BoA just published a report calling AI bigger than electricity and the internet combined. But AI is currently lifting productivity by just 0.1% per year.
Ethan Mollick laid this out at the New York Public Library last week, speaking to several hundred corporate leaders.
Meanwhile, Goldman Sachs found no meaningful relationship between AI and productivity at the economy-wide level – while reporting 30% gains in the two sectors where AI has concentrated: Customer Support and Software. The gains are real. They’re just not scaling.
Mollick’s explanation for why: KPIs, he argued, are “the biggest enemy” of AI transformation. They force organisations into incremental improvement when the real gains come from replacing processes entirely.
“KPIs aren’t designed to measure what doesn’t exist yet. Or what does, but shouldn’t.”
They measure how well you’re doing the thing you already do.

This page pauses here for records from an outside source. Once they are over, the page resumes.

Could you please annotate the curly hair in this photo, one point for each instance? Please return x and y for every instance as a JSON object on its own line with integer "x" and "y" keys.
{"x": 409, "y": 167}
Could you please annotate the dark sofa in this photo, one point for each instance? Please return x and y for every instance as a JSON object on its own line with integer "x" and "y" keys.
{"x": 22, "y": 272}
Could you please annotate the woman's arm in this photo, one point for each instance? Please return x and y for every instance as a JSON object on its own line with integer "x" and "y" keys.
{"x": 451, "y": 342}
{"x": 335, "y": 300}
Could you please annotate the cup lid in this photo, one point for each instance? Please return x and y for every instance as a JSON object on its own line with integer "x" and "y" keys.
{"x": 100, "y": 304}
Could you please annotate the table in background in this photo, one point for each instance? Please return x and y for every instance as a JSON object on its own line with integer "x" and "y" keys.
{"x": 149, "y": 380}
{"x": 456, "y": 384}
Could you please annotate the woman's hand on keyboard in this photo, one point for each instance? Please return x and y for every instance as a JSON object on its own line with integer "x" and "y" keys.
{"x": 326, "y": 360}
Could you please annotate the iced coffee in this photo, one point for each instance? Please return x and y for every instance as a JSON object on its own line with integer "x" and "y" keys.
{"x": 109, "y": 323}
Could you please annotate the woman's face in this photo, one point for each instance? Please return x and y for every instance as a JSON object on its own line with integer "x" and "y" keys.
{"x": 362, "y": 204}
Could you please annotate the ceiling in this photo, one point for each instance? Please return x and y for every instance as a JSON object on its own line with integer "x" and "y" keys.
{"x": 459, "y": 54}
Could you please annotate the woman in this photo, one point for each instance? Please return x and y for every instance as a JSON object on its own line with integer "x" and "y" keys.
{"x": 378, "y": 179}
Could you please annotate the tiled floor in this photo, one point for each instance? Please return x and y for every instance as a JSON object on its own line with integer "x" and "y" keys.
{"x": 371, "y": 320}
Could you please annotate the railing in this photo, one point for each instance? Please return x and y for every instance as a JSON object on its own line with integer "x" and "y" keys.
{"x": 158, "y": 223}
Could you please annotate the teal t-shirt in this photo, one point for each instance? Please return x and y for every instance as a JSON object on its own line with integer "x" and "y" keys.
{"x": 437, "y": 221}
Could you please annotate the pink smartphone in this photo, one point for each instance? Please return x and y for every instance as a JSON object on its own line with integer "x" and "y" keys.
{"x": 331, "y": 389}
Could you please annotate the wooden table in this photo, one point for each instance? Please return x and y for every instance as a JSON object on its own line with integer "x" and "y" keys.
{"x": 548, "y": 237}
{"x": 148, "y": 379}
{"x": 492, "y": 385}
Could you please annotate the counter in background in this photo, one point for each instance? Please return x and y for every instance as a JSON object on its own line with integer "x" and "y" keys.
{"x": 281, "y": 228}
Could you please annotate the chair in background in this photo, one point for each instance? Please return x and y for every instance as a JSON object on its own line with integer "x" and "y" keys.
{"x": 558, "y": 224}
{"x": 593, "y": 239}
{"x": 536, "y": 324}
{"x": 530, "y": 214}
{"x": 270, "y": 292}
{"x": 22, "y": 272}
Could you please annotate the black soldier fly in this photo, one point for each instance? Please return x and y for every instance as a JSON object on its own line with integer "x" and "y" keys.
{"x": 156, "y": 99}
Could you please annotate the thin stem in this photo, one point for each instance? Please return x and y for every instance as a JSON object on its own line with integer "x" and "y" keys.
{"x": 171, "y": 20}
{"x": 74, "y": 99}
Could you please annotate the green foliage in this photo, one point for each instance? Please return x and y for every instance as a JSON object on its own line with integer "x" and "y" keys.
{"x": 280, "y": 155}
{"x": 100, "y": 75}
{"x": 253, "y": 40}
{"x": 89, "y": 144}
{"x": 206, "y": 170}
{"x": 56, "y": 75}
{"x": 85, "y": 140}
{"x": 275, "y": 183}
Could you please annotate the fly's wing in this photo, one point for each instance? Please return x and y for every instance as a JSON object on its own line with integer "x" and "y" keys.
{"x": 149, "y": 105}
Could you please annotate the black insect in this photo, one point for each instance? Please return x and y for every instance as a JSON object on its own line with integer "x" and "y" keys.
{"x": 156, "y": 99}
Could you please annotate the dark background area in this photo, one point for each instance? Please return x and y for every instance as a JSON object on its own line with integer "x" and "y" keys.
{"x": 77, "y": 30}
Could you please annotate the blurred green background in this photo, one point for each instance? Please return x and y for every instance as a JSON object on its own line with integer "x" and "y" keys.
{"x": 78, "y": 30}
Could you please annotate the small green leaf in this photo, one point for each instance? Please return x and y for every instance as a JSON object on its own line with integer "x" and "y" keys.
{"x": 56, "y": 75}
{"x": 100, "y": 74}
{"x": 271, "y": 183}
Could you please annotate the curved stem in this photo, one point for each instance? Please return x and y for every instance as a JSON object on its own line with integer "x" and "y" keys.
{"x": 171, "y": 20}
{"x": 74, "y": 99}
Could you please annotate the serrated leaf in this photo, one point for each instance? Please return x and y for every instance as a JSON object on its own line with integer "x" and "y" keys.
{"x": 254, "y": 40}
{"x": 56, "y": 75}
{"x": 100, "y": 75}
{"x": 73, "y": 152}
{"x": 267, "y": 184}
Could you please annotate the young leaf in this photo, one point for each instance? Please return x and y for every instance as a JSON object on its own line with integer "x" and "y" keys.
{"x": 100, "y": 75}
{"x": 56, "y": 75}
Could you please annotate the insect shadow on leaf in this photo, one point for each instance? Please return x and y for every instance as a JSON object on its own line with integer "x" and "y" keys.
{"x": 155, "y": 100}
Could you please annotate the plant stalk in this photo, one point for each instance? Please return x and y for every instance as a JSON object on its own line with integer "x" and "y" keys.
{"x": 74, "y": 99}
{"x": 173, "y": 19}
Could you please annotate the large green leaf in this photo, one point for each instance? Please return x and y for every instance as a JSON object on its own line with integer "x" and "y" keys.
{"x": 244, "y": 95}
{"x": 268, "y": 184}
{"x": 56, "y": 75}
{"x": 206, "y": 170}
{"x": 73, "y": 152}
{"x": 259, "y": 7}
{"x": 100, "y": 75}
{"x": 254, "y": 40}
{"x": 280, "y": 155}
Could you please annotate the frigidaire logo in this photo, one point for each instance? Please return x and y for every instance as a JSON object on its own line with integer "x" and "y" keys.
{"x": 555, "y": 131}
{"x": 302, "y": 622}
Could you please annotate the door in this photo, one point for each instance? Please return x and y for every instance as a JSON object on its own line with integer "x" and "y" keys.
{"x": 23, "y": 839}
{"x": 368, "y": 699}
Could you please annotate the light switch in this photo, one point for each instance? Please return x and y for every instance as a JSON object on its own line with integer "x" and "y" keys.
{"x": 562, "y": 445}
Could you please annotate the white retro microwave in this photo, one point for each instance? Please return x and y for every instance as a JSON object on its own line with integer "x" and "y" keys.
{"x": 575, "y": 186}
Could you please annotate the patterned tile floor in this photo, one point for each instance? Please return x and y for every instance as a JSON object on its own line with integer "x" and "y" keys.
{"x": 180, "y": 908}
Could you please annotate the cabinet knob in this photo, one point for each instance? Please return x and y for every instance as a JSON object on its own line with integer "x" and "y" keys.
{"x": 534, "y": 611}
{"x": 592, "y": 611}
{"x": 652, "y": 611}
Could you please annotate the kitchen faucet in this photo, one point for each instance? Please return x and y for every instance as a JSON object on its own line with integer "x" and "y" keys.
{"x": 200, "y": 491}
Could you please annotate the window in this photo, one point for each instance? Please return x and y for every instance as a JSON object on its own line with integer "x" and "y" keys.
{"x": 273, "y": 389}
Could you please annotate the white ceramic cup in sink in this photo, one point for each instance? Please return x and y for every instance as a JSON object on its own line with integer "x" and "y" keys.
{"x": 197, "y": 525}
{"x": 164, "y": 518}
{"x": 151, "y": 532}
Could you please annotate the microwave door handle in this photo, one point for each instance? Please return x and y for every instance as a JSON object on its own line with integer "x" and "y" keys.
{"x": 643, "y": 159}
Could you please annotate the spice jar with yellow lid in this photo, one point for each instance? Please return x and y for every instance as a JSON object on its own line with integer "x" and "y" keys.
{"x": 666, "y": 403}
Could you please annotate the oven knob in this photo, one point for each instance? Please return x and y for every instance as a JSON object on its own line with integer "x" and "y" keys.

So when AI makes it possible to do something fundamentally different – to replace a workflow rather than speed it up – the measurement system can’t see it. And what the measurement system can’t see, the organisation won’t fund, won’t resource and won’t reward.
This connects directly to what Microsoft’s data showed a few weeks ago – that 45% of AI users say it feels safer to focus on current goals than to redesign work around AI.
It’s a rational response to how performance is measured. The KPIs are doing exactly what they were designed to do. The problem is that they were designed for a world that’s no longer the one you’re operating in.
Having said that, KPIs exist for good reasons. Accountability, alignment, resource allocation – these don’t disappear because AI arrived.
The answer isn’t to abandon measurement. It’s to recognise that the measurement system itself is now a design problem.
If you only measure what AI improves within your existing processes, you’ll capture the 0.1%. If you can figure out how to measure and reward the replacement of processes – the work that didn’t exist before – you start closing the gap toward what’s actually possible.
Mollick also noted something I think is underappreciated: AI companies are now building their own consulting arms. That’s an admission that the models can’t solve the deployment problem. The technology works. The organisations don’t – yet.
Sources: Nick Lichtenberg, “‘Nobody knows anything’ and ‘this time is different’: the phrases that define – and haunt – the AI economy,” Fortune (25 May 2026). Bank of America and Goldman Sachs data as cited in the article.